Herder. -- He is the person making the sale."

"Your father? -- do you mean that Mr. Haye is the man what is
selling the ground of Mr. Landholm?"

"Yes sir. And I wish to buy it."

"Then Miss Elisabet', what for do you not ask my friend
Winthrop to buy it for you? He knows all business. He will do
it."

"I cannot -- I have not the liberty -- He is not enough a friend
of mine, for me to ask him such a favour."

"But Miss Elisabet', what will you do wiz all that large
ground and water?"

"Buy it, -- first, sir; and then I will see. I want it."

"I see you do," said the naturalist. "Well, then I shall get
it for you -- if I can -- I hope your money will not get _me_ in
trouble."

"If you are at all afraid of that, Mr. Herder, I will find
some other way --"

"I never was afraid of nozing in my life, Miss Elisabet' --
only I do not know neizer how to get money, neizer how to
spend it -- in this way. What will Mr. Haye say to me when I go
to buy all this great land of him? He will say --"

"You're not to buy it of him, Mr. Herder."

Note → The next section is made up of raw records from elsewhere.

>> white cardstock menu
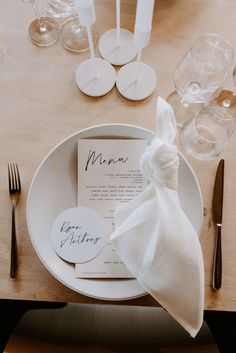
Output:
[75,139,147,278]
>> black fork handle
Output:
[10,205,17,278]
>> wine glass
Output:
[45,0,74,19]
[167,33,233,126]
[179,105,235,160]
[22,0,59,47]
[212,65,236,116]
[45,0,98,52]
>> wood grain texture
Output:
[0,0,236,311]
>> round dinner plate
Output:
[26,124,203,300]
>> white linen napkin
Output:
[110,97,204,337]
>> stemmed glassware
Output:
[213,65,236,116]
[45,0,98,52]
[179,105,235,160]
[60,7,98,52]
[22,0,59,47]
[167,33,233,126]
[45,0,74,19]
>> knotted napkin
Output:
[111,97,204,337]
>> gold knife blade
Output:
[212,159,225,290]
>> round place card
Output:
[51,207,106,263]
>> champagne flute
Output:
[167,33,233,126]
[45,0,74,19]
[22,0,59,47]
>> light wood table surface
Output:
[0,0,236,311]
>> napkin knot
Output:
[140,137,179,190]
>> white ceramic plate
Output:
[27,124,203,300]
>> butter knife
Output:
[212,159,224,290]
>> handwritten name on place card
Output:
[51,207,106,263]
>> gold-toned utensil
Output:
[8,163,21,278]
[212,159,224,289]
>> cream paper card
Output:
[75,139,147,278]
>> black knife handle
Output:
[213,225,222,289]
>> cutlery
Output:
[212,159,224,290]
[8,163,21,278]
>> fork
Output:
[8,163,21,278]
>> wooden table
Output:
[0,0,236,311]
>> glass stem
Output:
[87,26,98,78]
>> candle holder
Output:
[99,0,137,65]
[116,0,156,100]
[75,0,116,97]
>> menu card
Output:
[75,139,147,278]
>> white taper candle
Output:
[134,0,155,49]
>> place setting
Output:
[26,97,206,335]
[12,0,235,337]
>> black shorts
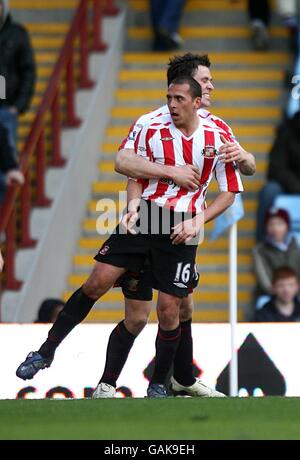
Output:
[114,261,199,301]
[95,227,197,300]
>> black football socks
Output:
[38,288,95,359]
[99,320,136,387]
[173,319,195,387]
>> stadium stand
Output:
[0,0,290,322]
[0,0,124,321]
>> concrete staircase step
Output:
[78,310,245,323]
[111,105,281,123]
[123,51,291,69]
[78,237,255,255]
[128,25,288,40]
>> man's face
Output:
[167,83,201,128]
[193,65,214,107]
[273,276,299,303]
[267,217,289,243]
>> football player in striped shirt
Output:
[16,76,243,397]
[95,53,255,398]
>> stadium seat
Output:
[255,295,271,310]
[274,195,300,232]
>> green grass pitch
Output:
[0,397,300,440]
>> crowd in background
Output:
[0,0,300,321]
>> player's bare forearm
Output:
[200,192,235,224]
[115,149,200,191]
[126,179,142,211]
[219,135,256,176]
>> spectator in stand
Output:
[150,0,186,51]
[0,249,4,272]
[253,209,300,295]
[35,299,65,323]
[231,0,271,51]
[0,123,24,205]
[0,0,36,148]
[254,267,300,323]
[256,111,300,241]
[276,0,299,57]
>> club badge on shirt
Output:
[201,145,218,158]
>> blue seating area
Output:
[274,195,300,234]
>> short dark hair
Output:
[167,53,211,86]
[169,75,202,99]
[272,266,299,284]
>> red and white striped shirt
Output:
[134,117,243,213]
[119,105,239,150]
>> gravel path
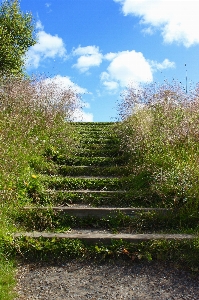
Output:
[16,261,199,300]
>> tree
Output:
[0,0,36,75]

"No?" said the naturalist. "Of who, then? I thought you said
he was going to sell it."

"Yes, he is -- but he has somebody else to do it for him. Here,
Mr. Herder, -- here is the advertisement; -- see -- don't read
the first part, -- all _that_ has nothing to do with it, -- here
is the place. 'At the Merchant's Exchange, in the city of
Mannahatta, on the first day of September, 1821, at 12 o'clock
noon of that day' -- and then comes the description of the
place. It is to be sold at public auction."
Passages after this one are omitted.